This product is designed to finance asset acquisition, general capacity expansion and long-term financing needs, may also be used for specific expansionary purpose or clearly identifiable cash outlay of specific amounts.
Issues to consider include determining the source/mode of payment, installments in line with obligor’s capacity/turnover etc.
Term loans may be short term (up to 1 year), medium term (1 – 5 years) or long term (above 5 years).
Project Finance represents loans in which the primary revenues generated from it act as both the source of repayment and security for the exposure. This type of financing is usually for large, complex and big-ticket projects.
It is principally a form of ‘Non-Recourse’ or ‘Limited Recourse’ financing, whereby the bank bases its credit decision solely or primarily on the cash flows of the project, with respect to repayment of the project debts.

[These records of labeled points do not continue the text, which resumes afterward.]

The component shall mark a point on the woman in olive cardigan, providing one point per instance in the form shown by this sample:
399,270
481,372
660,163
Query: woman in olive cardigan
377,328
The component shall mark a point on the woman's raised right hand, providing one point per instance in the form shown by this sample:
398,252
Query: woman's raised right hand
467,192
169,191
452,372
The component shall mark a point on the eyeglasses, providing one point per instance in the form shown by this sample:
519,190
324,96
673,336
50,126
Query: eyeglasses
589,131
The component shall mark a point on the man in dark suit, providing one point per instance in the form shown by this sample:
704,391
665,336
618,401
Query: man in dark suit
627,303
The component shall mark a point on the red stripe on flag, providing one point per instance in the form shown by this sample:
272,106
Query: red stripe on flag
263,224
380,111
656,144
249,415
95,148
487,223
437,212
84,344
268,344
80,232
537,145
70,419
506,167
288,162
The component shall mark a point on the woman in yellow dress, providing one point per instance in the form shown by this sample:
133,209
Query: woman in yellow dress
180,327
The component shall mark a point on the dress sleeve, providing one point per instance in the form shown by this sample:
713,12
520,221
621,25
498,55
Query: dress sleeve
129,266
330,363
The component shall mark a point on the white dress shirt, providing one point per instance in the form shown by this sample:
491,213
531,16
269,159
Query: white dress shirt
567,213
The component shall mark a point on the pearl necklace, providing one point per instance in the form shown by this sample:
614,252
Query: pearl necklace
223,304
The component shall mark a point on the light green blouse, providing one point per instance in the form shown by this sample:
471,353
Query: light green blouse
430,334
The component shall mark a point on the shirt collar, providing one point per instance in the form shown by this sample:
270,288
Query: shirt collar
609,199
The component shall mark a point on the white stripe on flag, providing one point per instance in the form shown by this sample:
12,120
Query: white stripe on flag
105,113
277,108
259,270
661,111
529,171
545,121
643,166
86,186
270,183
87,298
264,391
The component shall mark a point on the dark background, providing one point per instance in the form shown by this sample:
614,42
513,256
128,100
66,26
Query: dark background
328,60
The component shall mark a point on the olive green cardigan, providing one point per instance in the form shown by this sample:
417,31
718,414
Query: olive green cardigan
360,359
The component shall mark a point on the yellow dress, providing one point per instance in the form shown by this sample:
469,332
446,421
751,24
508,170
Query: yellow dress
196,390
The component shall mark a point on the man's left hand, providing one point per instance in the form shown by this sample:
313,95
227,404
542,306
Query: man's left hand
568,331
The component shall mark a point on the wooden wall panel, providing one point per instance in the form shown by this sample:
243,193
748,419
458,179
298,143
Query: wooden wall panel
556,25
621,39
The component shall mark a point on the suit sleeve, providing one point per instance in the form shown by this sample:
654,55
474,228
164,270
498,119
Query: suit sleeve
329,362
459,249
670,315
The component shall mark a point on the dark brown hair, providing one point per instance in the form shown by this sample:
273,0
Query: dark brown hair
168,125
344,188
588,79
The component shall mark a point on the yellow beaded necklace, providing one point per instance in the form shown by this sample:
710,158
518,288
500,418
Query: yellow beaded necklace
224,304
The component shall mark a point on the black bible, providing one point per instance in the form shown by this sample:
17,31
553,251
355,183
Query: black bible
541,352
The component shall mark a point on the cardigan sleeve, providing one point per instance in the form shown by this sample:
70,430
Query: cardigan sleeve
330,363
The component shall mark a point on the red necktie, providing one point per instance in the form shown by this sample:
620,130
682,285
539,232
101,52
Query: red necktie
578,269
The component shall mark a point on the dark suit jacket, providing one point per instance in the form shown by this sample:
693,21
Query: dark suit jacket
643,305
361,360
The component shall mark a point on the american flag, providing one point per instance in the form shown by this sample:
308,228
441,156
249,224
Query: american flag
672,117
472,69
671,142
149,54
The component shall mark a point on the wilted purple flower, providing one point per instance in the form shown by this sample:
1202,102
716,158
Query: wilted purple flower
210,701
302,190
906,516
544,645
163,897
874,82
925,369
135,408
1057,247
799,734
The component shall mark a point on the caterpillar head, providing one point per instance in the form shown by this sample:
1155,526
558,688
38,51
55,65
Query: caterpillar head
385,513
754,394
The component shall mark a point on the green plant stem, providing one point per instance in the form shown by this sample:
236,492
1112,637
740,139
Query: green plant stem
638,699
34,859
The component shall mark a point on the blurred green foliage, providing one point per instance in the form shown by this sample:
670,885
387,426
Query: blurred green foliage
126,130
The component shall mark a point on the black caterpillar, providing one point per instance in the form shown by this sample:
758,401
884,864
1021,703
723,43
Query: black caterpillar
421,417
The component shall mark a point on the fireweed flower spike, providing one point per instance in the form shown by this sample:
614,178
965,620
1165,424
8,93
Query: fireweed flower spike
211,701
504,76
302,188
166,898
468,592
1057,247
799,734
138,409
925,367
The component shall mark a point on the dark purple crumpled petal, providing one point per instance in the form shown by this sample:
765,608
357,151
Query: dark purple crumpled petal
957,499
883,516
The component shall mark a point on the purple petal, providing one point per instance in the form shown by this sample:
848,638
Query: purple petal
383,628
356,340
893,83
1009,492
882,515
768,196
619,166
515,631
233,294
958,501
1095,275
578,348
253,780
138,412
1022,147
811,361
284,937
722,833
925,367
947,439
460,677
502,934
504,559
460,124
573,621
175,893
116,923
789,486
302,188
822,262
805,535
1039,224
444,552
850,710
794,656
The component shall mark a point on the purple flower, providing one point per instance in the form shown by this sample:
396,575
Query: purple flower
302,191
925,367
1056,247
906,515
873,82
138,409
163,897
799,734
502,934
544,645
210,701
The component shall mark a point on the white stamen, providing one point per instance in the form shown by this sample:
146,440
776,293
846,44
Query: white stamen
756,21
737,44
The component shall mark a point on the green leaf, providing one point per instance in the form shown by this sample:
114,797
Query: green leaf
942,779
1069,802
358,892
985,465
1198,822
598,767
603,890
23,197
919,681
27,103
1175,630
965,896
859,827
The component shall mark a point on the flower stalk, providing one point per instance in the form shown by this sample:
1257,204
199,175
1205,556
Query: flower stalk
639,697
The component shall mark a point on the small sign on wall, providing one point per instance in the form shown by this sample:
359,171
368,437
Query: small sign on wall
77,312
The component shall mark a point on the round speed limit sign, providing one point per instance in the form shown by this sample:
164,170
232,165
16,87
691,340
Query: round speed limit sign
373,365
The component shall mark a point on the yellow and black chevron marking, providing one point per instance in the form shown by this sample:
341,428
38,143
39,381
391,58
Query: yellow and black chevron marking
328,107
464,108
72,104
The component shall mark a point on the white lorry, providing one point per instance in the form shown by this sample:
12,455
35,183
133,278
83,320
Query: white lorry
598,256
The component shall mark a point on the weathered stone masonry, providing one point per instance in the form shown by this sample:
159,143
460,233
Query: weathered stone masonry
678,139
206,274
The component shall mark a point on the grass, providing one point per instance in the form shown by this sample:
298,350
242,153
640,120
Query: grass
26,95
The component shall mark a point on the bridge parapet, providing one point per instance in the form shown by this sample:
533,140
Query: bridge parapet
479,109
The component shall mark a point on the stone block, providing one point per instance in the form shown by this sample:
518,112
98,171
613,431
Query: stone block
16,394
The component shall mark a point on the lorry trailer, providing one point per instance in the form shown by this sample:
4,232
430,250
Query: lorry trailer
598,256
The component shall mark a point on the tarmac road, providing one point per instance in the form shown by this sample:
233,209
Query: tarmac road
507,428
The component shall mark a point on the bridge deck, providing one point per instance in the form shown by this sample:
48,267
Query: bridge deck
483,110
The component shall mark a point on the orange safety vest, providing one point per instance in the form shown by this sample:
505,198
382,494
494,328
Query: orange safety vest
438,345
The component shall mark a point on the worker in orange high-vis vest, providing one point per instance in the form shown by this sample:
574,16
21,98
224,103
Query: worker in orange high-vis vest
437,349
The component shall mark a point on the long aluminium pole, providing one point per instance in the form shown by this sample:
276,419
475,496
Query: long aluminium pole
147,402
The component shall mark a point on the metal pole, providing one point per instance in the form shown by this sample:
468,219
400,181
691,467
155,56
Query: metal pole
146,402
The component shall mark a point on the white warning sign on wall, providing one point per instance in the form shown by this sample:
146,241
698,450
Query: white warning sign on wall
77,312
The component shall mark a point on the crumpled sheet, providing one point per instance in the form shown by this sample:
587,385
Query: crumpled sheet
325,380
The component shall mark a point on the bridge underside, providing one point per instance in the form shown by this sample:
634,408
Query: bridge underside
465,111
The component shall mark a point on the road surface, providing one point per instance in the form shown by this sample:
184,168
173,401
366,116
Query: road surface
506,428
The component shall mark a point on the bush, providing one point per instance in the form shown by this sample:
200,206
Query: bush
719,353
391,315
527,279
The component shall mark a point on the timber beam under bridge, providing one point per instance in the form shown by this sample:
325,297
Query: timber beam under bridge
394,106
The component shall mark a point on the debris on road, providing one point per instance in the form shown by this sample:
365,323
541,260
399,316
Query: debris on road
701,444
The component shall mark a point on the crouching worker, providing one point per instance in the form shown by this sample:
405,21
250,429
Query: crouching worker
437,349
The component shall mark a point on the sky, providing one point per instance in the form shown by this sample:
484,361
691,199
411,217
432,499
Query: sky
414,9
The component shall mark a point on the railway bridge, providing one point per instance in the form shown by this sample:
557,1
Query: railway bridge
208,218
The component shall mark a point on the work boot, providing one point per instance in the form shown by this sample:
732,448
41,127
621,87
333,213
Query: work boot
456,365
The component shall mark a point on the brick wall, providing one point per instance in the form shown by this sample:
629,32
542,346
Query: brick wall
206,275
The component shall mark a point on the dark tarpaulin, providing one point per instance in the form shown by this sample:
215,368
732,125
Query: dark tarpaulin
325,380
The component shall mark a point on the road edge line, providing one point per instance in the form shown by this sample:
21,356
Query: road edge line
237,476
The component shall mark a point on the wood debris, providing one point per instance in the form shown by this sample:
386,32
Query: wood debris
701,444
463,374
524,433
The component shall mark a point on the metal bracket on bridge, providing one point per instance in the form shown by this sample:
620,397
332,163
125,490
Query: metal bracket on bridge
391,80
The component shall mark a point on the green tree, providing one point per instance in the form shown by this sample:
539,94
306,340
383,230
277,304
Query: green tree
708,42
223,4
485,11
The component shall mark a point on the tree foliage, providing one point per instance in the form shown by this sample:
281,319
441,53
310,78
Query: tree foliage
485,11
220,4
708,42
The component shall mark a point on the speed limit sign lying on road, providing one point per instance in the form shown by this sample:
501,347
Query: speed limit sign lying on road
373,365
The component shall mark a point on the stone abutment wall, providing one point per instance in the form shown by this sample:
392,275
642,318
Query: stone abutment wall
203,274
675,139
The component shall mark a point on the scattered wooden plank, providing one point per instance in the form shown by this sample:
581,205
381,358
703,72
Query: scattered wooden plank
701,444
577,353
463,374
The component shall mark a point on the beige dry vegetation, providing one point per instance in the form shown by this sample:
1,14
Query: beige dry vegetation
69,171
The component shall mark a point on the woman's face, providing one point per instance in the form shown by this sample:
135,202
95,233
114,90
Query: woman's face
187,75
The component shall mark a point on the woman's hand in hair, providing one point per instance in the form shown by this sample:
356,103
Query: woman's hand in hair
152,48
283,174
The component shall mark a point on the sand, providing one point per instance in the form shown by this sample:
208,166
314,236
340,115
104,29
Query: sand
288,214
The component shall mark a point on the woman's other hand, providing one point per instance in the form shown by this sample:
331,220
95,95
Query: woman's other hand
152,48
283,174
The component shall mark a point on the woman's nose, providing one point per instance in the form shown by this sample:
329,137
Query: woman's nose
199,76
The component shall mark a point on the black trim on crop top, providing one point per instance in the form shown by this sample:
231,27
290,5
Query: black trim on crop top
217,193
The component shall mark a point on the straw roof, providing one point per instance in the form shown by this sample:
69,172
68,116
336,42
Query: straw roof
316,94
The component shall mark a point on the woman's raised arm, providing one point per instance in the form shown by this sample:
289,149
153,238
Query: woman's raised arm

These Projects might include:
- A power generation project
- A mass transit project
- A telecommunications local services, long distance and value-added project
- A power transmission or distribution project by laying a network of new transmission or distribution lines
- A petroleum extraction, refinery, pipeline project
Key characteristics: moratorium period (where applicable), a thorough feasibility study, disbursement patterns, monitoring, use of a qualified project manager, experienced business managers etc.
Associated risks include Cost overrun, over/under estimation of cash flows, and repayment typically hinged on the success of the project.
Mortgage loan is a loan secured by real property through the use of a document which serves as evidence of the existence of the property through the granting of a mortgage which secures the loan.
Margin Loan is a loan that allows the customer to finance against shares. The term margin refers to the difference between the market value and the cost of the shares. The primary and secondary sources of repayment are from the sale of the securities purchased.
Object Finance is a method of funding the acquisition of physical assets (e.g., ships, aircraft, fleets, etc.) where the repayment of the exposure is dependent on the cash flows generated by the specific assets that have been financed and pledged or assigned to the lender.
Real Estate Loan
Real Estate Loan also known as “Income producing real estate” is a loan provided for funding of real estate (such as, office buildings to let, retail space, residential buildings, industrial or warehouse space, and hotels) where the prospects for repayment and recovery on the exposure depend primarily on the cash flows generated by the asset. The primary source of these cash flows would generally be lease or rental payments or the sale of the asset.
Commercial Real Estate Loan
Commercial Real Estate Loan also known as “High-volatility commercial real estate” is the financing of commercial real estate that exhibits higher loss rate volatility (i.e., higher asset correlation) compared to other types of specialised lending.
Financial instrument or bill used in financing short-term trade obligations or asset-based self-liquidating credits whose tenor must not exceed 180 days.
BAs are used to finance underlying trade transactions (local or foreign).
Associated risk includes primary obligor and improper matching of repayment to maturity.
Issues to consider:
(1) Identification of the underlying transaction with the title being held as collateral by the bank
(2) Acceptance must be by physical instrument in the form of a draft supported by signed agreements
(3) Investors should know the issuers of the draft
This is a form of financing structure that allows the bank to directly match a surplus entity to a deficit entity. Unlike Bankers’ Acceptances, this creates only a secondary obligation on the part of the bank, if guaranteed.